On y voit en effet un Jack naïf mais ultra-doué, qui a retenu toutes les leçons enseignées pendant ses 26 années en prison, et est capable de les mettre en pratique IRL, comme une sorte d'idiot savant à la fois cambrioleur, homme d'action, spécialiste en tout, etc. Le tout mis en images avec des flashbacks sur son séjour en prison, où Jack apprend X et Y, en fonction de ses besoins du moment.

Autour de lui, que des incapables attachants, qui rapidement vont s'embarquer dans une intrigue de vol de tableaux - un fil conducteur efficace, qui culmine dans l'épisode final (le plus long), et permet une évolution de tout ce petit monde, notamment sur le plan personnel (tout le monde change un peu au gré de la saison, des romances se créent).

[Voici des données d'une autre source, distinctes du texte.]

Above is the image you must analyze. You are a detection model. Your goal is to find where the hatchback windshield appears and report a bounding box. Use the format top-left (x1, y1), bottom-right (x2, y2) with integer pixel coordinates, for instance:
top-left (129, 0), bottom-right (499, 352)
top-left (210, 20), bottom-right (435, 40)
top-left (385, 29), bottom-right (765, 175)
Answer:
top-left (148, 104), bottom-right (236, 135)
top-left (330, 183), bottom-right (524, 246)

Bien qu'étant un peu inégale au niveau gestion du rythme, la série se regarde ainsi très facilement : les personnages sont attachants (comme souvent chez Garcia), les rebondissements sont improbables, l'humour souvent décalé, et cette vision absurde de la crise pandémique fonctionne plutôt bien, sans jamais se départir d'un fond de sincérité et d'émotion toujours agréable.

J'ai donc passé un moment plutôt agréable.